What I reacted against is a focus solely on humans. I do think that goal-directedness should capture/explain humans, but I also believe that studying simpler settings/systems will provide many insight that would be lost in the complexity of humans. It’s in that sense that I think the bulk of the formalization/abstraction work should focus less on humans than you implied.
There is also the fact that we want to answer some of the questions raised by goal-directedness for AI safety. And thus even if the complete picture is lacking, having a theory capturing this aspect would already be a big progress.
Thanks for the comment, and sorry for taking that long to answer, I had my hands full with the application for the LTFF.
Except your first one (I go into that below), I agree with all your criticisms of my argument. I also realized that the position opposite of mine was not to think that we care about something else than the behavior, but that specifying what matters in the behavior might require thinking about the insides. I still disagree, but I don’t think I have conclusive arguments for that debate. The best I can do is try to do it and see if I fail.
About your first point:
Well, the questions I care about (and the ones Rohin asked) are actually about goal-directed AI. It’s about whether it must be goal-directed, and whether making it not/less goal-directed improves its safety. So I’m clearly not considering “what humans want” first, even if it would be a nice consequence.
Yeah, I definitely see that you’re trying to do a useful thing here, and the fact that you’re not doing some other useful thing doesn’t make the current efforts any less useful.
That said, I would suggest that, if you’re thinking about a notion of “goal-directedness” which isn’t even intended to capture many of the things people often call “goal-directedness”, then maybe finding a better name for the thing you want to formalize would be a useful step. It feels like the thing you’re trying to formalize is not actually goal-directedness per se, and figuring out what it is would likely be a big step forward in terms of figuring out the best ways to formalize it and what properties it’s likely to have.
(Alternatively, if you really do want a general theory of goal-directedness, then I strongly recommend brainstorming many use-cases/examples and figuring out what unifies all of them.)
Drawing an analogy to my current work: if I want to formulate a general notion of abstraction, then that project is about making it work on as many abstraction-use-cases as possible. On the other hand, if I just want a formulation of abstraction to solve one or two particular problems, then a solution to that might not need to be a general formulation of abstraction—and figuring out what it does need to be would probably help me avoid the hard work of building a fully general theory.
You make a good point. Actually, I think I answered a bit too fast, maybe because I was in the defensive (given the content of your comment). We probably are actually trying to capture the intuitive goal-directedness, in the sense that many of our examples, use-cases, intuitions and counter-examples draw on humans.
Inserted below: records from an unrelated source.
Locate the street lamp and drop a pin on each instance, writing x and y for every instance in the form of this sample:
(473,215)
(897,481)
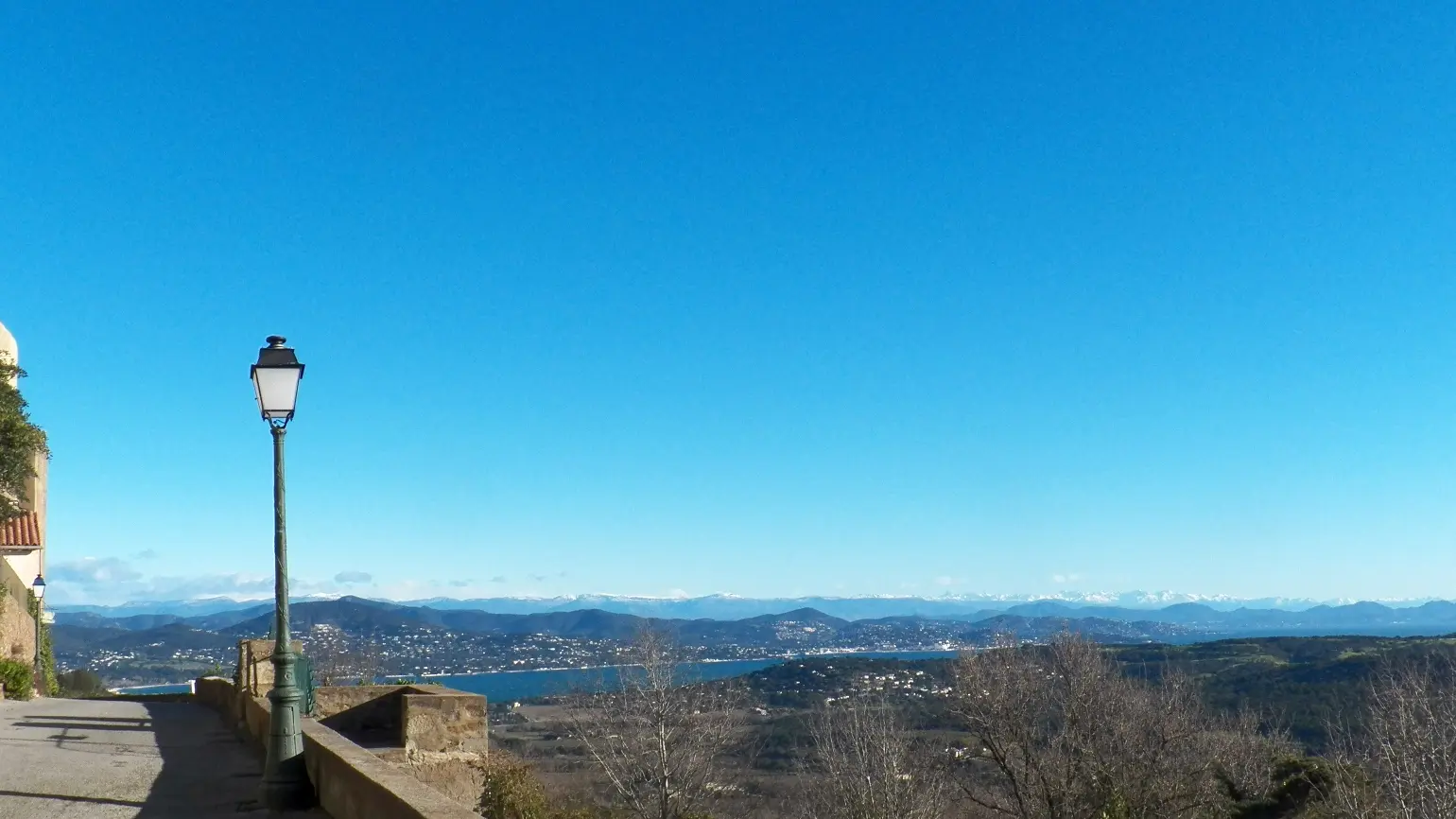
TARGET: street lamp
(286,780)
(38,589)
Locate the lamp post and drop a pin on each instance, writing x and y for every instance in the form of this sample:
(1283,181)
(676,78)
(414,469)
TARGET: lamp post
(38,589)
(286,780)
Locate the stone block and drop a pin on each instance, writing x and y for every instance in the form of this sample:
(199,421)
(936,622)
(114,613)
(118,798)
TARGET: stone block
(444,720)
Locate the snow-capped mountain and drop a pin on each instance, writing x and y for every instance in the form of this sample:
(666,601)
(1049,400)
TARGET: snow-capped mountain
(734,606)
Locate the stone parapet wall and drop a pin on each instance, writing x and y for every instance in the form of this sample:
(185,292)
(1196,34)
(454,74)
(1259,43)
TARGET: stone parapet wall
(350,781)
(16,630)
(444,720)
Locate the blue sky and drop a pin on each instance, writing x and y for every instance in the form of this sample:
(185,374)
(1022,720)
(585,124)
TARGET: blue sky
(759,298)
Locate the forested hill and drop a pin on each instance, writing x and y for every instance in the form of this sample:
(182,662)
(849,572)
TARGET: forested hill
(1296,682)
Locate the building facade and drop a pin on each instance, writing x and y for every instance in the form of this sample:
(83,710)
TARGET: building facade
(22,541)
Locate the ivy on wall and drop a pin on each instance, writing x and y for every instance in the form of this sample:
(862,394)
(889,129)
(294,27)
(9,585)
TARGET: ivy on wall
(47,654)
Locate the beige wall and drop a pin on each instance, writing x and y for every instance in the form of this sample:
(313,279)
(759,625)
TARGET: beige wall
(28,566)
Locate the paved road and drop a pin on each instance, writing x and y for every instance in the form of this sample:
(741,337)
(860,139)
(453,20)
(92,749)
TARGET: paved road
(104,759)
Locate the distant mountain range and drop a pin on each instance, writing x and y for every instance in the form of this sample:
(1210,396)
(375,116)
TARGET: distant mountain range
(453,640)
(1177,622)
(731,606)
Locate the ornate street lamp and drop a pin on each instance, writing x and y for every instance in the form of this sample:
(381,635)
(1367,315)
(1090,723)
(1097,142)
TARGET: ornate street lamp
(286,780)
(38,589)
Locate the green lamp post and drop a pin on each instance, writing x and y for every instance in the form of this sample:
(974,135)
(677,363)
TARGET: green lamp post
(286,780)
(38,589)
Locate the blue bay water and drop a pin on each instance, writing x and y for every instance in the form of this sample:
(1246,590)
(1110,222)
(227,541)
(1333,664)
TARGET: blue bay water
(546,682)
(523,686)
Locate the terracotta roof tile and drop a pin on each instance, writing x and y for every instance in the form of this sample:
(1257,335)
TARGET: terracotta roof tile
(24,531)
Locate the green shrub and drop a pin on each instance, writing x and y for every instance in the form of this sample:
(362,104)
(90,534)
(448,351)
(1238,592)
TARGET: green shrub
(80,684)
(15,678)
(510,790)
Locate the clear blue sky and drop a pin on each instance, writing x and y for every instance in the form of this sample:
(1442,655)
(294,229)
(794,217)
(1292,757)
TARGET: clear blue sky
(756,298)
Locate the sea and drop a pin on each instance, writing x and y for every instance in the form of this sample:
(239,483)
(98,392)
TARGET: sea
(545,682)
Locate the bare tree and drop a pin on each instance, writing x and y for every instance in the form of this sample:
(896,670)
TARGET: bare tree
(1065,735)
(660,740)
(1402,764)
(867,765)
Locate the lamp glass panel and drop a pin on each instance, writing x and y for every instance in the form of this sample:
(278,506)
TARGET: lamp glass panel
(277,390)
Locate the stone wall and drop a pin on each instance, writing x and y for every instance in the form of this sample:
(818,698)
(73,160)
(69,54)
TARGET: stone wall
(350,781)
(444,720)
(424,717)
(369,714)
(16,628)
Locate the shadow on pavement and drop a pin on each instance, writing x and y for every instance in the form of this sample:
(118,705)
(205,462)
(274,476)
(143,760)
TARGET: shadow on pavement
(204,768)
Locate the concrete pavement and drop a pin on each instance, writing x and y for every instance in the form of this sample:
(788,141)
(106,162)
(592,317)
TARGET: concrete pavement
(110,759)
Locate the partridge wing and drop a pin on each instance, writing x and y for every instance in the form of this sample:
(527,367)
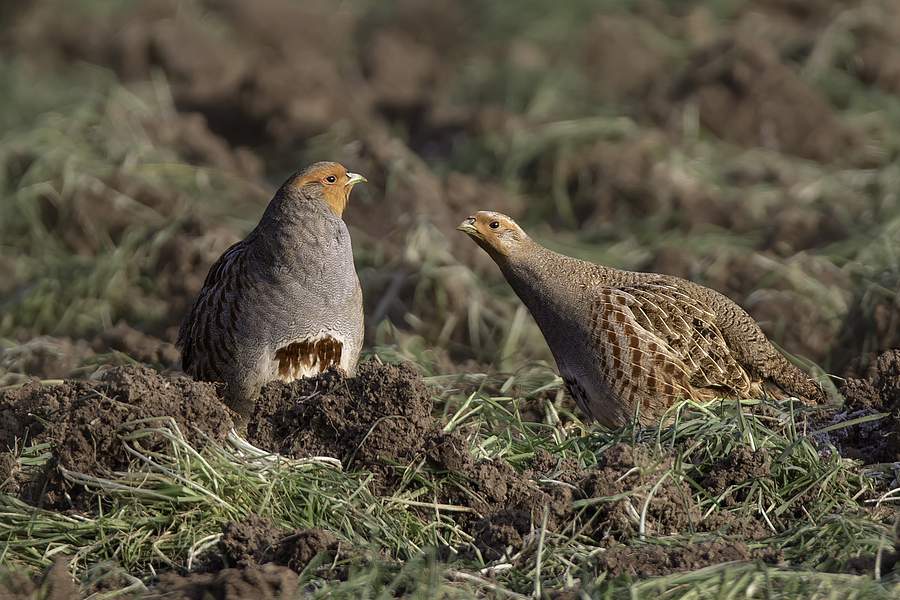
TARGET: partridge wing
(206,336)
(689,333)
(639,365)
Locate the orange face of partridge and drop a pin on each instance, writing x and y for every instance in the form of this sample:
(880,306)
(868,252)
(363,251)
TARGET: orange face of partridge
(333,183)
(494,232)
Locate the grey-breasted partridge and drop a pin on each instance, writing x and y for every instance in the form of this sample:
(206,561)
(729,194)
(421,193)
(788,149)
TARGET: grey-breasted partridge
(629,343)
(285,302)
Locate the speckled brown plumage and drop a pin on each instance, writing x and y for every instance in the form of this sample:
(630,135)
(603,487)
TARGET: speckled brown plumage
(631,344)
(285,302)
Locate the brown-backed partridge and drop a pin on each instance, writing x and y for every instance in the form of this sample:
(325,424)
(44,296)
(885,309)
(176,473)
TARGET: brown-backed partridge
(631,344)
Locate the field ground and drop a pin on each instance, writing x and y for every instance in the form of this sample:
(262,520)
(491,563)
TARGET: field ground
(750,145)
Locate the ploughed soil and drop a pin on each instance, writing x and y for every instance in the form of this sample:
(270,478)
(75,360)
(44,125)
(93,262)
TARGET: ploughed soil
(392,79)
(381,421)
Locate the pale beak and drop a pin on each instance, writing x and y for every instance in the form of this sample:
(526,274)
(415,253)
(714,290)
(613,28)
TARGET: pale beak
(354,178)
(468,227)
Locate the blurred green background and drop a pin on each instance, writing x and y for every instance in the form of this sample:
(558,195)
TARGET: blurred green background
(750,145)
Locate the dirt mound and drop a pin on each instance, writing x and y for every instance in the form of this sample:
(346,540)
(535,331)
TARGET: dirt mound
(255,541)
(269,582)
(55,583)
(746,95)
(652,560)
(725,479)
(631,473)
(43,357)
(381,415)
(875,389)
(82,420)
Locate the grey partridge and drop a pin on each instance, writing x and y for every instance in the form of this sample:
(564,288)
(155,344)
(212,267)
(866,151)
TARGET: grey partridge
(285,302)
(630,344)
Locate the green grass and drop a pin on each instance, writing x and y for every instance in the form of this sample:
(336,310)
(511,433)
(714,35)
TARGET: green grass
(171,505)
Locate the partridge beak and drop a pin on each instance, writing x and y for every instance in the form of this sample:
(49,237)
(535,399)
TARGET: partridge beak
(468,227)
(354,178)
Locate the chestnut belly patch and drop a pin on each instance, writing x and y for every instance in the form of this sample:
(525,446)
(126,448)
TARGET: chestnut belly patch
(308,357)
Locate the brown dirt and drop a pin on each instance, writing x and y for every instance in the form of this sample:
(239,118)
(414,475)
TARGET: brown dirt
(743,466)
(255,541)
(382,417)
(138,345)
(82,421)
(621,76)
(55,583)
(746,95)
(43,357)
(269,582)
(870,390)
(651,560)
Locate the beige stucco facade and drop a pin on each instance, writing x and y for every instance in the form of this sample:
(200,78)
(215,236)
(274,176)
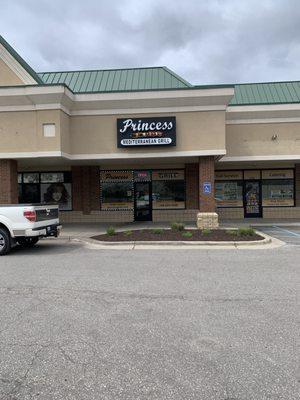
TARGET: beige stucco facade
(84,141)
(263,139)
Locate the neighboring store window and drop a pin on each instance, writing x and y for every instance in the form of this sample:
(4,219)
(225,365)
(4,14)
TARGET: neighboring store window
(48,188)
(168,189)
(229,188)
(116,190)
(278,188)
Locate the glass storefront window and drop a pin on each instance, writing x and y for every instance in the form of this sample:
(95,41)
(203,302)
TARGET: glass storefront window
(278,192)
(56,188)
(229,193)
(168,195)
(116,196)
(31,193)
(57,193)
(31,177)
(50,177)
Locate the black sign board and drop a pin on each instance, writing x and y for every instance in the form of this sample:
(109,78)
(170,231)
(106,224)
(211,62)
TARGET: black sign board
(146,131)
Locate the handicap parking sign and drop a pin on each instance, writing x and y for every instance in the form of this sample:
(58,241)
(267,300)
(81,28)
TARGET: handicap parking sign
(207,187)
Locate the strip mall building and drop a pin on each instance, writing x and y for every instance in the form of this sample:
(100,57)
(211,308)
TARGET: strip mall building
(144,144)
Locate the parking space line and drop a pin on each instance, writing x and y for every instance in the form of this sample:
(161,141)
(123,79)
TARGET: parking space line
(287,231)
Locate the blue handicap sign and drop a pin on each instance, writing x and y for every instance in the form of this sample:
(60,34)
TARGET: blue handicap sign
(207,187)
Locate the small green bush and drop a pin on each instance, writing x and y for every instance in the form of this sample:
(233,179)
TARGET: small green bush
(177,226)
(187,234)
(157,231)
(110,231)
(232,232)
(246,231)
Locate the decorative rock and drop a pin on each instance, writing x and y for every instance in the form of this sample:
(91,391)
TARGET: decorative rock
(207,221)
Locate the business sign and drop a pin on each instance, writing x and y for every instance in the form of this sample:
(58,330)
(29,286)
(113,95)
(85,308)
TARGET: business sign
(115,176)
(168,175)
(134,132)
(278,174)
(207,187)
(228,175)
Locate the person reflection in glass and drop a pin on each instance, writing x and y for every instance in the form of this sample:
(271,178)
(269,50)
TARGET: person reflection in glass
(57,193)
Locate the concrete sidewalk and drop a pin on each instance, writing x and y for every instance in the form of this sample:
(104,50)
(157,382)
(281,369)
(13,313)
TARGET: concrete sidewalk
(86,230)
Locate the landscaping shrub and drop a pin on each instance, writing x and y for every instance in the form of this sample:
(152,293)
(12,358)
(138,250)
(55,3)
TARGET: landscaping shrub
(157,231)
(177,226)
(110,231)
(233,232)
(187,234)
(246,231)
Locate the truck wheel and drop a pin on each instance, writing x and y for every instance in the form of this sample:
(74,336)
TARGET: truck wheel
(27,242)
(5,244)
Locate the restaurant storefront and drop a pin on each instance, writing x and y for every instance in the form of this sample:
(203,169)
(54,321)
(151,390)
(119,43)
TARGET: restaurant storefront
(145,145)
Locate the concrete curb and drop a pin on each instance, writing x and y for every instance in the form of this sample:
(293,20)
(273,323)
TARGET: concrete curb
(267,242)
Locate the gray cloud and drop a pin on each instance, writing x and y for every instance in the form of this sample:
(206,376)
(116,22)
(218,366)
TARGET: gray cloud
(223,41)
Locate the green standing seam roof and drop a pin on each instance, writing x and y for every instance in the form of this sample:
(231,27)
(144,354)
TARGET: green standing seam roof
(157,78)
(117,80)
(266,93)
(20,60)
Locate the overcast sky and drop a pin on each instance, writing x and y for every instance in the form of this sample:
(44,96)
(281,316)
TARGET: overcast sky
(212,41)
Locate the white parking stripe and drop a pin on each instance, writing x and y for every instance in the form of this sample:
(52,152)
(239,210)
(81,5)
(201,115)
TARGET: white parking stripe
(287,231)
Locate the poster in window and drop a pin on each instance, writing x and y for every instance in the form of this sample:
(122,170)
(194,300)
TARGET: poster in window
(116,196)
(278,193)
(51,177)
(30,177)
(57,193)
(229,194)
(168,195)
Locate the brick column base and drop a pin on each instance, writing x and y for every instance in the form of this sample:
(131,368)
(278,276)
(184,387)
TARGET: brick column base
(207,175)
(297,184)
(207,218)
(8,182)
(86,188)
(192,186)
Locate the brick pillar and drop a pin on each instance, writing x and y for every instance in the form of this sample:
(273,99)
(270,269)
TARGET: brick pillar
(192,186)
(86,188)
(95,187)
(207,174)
(297,184)
(8,182)
(77,188)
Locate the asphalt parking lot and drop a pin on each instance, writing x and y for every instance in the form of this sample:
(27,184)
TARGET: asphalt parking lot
(77,323)
(288,234)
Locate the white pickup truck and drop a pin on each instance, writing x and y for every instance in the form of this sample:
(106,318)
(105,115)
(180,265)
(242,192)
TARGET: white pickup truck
(24,224)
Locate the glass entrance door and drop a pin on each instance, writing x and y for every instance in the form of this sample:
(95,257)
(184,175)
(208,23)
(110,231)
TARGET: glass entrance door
(252,199)
(142,201)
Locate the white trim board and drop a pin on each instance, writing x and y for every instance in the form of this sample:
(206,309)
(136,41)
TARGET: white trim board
(56,106)
(261,158)
(264,107)
(31,154)
(113,156)
(17,68)
(262,121)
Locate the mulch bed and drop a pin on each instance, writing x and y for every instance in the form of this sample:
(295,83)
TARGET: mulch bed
(147,235)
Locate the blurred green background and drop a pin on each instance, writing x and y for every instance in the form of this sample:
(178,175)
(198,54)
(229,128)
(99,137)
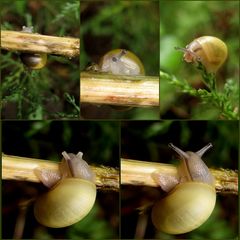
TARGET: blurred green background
(180,23)
(99,142)
(148,141)
(131,25)
(53,91)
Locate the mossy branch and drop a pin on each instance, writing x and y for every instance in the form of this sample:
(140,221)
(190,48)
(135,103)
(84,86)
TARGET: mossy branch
(135,172)
(119,90)
(37,43)
(21,169)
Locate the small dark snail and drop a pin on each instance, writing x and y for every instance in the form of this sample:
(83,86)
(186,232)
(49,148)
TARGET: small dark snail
(119,62)
(33,60)
(72,192)
(191,197)
(210,51)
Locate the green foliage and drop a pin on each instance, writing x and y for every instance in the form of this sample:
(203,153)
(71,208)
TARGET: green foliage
(191,20)
(224,102)
(120,24)
(53,91)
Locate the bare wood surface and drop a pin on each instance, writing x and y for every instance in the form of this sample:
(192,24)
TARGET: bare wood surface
(135,172)
(37,43)
(21,169)
(119,90)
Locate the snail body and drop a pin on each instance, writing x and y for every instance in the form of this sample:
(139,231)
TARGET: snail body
(71,196)
(210,51)
(119,62)
(191,196)
(33,60)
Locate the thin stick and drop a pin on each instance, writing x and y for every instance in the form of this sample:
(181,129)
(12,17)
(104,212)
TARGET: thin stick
(135,172)
(21,169)
(37,43)
(119,90)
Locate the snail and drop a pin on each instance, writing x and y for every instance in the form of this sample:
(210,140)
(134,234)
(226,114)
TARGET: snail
(72,192)
(191,197)
(210,51)
(120,62)
(33,60)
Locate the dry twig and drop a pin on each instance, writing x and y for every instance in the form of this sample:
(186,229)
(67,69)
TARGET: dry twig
(37,43)
(119,90)
(21,169)
(139,173)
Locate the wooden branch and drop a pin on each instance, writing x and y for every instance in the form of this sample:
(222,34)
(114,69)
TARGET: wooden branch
(21,169)
(135,172)
(37,43)
(119,90)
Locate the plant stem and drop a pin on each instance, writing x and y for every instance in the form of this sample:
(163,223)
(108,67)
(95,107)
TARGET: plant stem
(37,43)
(135,172)
(21,169)
(119,90)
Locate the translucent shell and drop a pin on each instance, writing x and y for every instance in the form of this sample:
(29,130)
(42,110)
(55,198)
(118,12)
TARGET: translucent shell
(66,203)
(121,62)
(185,208)
(210,51)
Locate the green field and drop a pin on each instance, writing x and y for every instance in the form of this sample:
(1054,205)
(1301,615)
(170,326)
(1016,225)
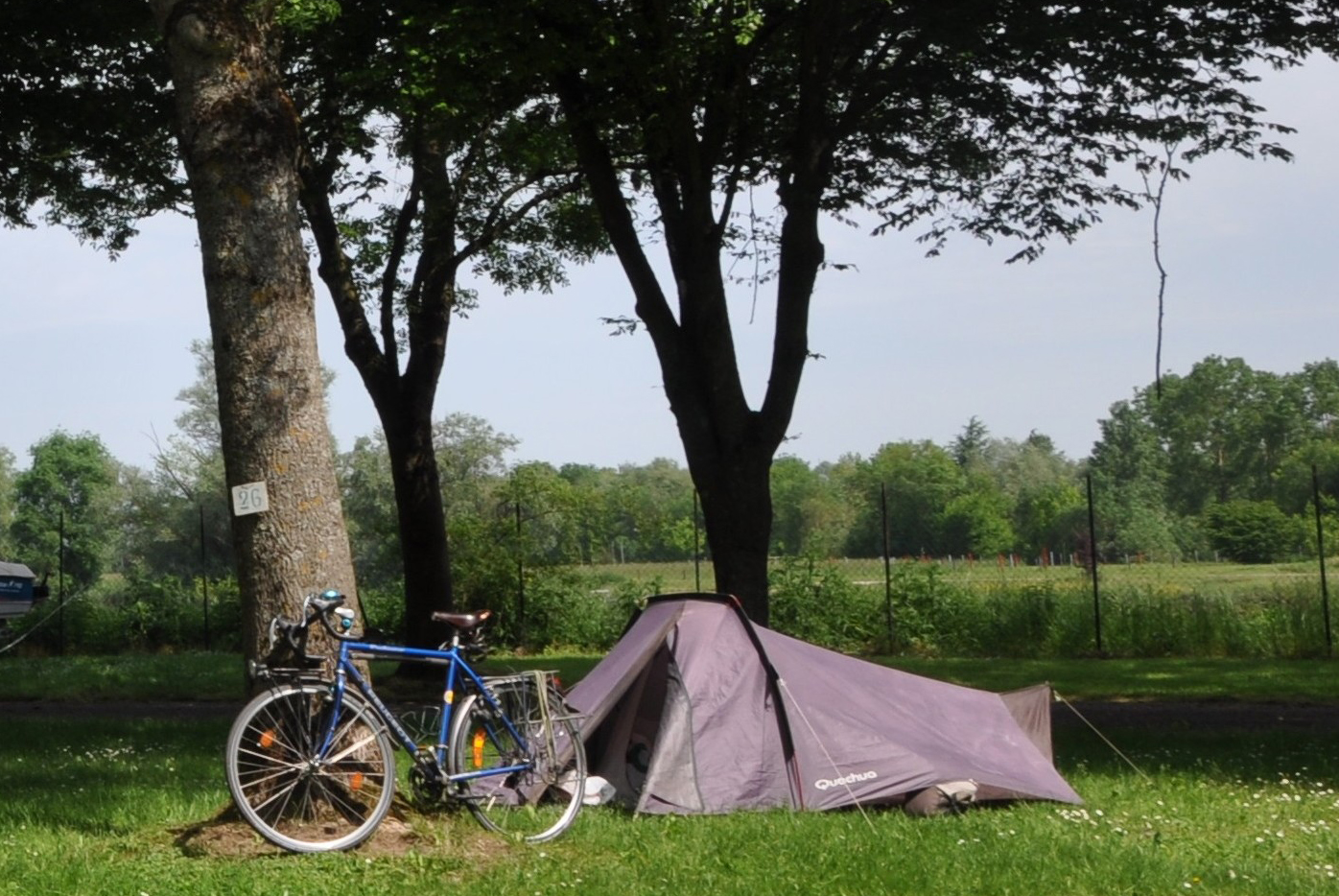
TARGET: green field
(1186,578)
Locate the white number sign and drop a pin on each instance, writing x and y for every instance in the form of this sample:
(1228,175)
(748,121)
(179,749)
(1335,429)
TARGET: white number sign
(249,499)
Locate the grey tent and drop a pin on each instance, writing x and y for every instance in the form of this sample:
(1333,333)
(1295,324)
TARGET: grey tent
(696,710)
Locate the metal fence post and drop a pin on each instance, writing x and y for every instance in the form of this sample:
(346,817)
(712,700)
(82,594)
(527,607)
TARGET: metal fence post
(1097,598)
(888,565)
(1321,552)
(696,545)
(203,575)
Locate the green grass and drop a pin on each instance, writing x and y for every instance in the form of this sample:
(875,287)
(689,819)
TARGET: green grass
(95,808)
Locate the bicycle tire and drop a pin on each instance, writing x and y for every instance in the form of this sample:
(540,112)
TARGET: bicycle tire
(287,790)
(533,805)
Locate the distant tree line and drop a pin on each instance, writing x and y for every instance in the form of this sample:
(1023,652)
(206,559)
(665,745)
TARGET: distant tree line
(1220,463)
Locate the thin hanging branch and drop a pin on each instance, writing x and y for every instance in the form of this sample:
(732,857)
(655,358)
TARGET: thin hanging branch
(1169,153)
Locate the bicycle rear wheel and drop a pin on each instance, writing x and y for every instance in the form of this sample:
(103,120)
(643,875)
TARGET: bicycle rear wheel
(538,800)
(294,793)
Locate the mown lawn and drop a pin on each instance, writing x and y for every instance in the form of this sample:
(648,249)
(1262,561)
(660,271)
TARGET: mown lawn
(97,807)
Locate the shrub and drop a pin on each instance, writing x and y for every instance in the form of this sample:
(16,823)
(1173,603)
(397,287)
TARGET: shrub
(1252,531)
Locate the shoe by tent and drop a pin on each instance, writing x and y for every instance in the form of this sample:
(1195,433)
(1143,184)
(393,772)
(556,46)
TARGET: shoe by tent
(698,710)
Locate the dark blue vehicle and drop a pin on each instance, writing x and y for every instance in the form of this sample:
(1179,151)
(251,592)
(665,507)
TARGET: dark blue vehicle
(19,591)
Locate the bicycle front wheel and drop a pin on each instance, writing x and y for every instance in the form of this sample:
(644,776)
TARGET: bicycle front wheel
(527,780)
(294,790)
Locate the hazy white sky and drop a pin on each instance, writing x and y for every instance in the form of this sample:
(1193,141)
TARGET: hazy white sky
(912,347)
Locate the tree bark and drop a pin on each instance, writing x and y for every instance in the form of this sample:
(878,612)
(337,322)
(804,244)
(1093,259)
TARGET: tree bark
(403,398)
(239,139)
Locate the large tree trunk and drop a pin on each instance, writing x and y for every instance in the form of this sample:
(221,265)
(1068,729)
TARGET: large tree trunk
(239,141)
(403,398)
(422,521)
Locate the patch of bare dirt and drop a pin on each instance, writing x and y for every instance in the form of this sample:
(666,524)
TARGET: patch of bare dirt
(402,832)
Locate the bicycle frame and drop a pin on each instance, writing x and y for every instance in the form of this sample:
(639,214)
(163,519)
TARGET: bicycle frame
(459,675)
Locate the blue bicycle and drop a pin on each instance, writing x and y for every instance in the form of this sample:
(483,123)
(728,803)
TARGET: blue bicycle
(311,761)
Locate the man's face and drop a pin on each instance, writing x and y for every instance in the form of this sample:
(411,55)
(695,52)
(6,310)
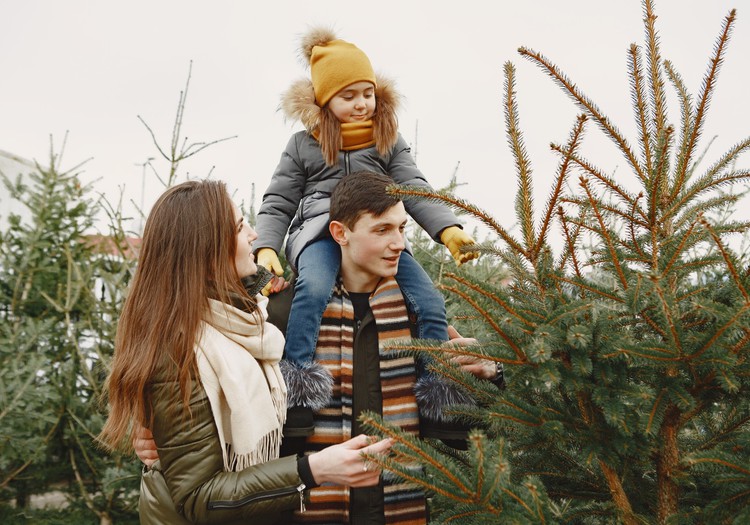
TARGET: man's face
(373,247)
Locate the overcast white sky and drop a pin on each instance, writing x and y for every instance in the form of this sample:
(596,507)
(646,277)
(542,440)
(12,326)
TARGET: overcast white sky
(90,68)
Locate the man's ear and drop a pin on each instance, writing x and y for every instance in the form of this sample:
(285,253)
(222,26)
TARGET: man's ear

What I reacted against is a focus solely on humans. I do think that goal-directedness should capture/explain humans, but I also believe that studying simpler settings/systems will provide many insight that would be lost in the complexity of humans. It’s in that sense that I think the bulk of the formalization/abstraction work should focus less on humans than you implied.
There is also the fact that we want to answer some of the questions raised by goal-directedness for AI safety. And thus even if the complete picture is lacking, having a theory capturing this aspect would already be a big progress.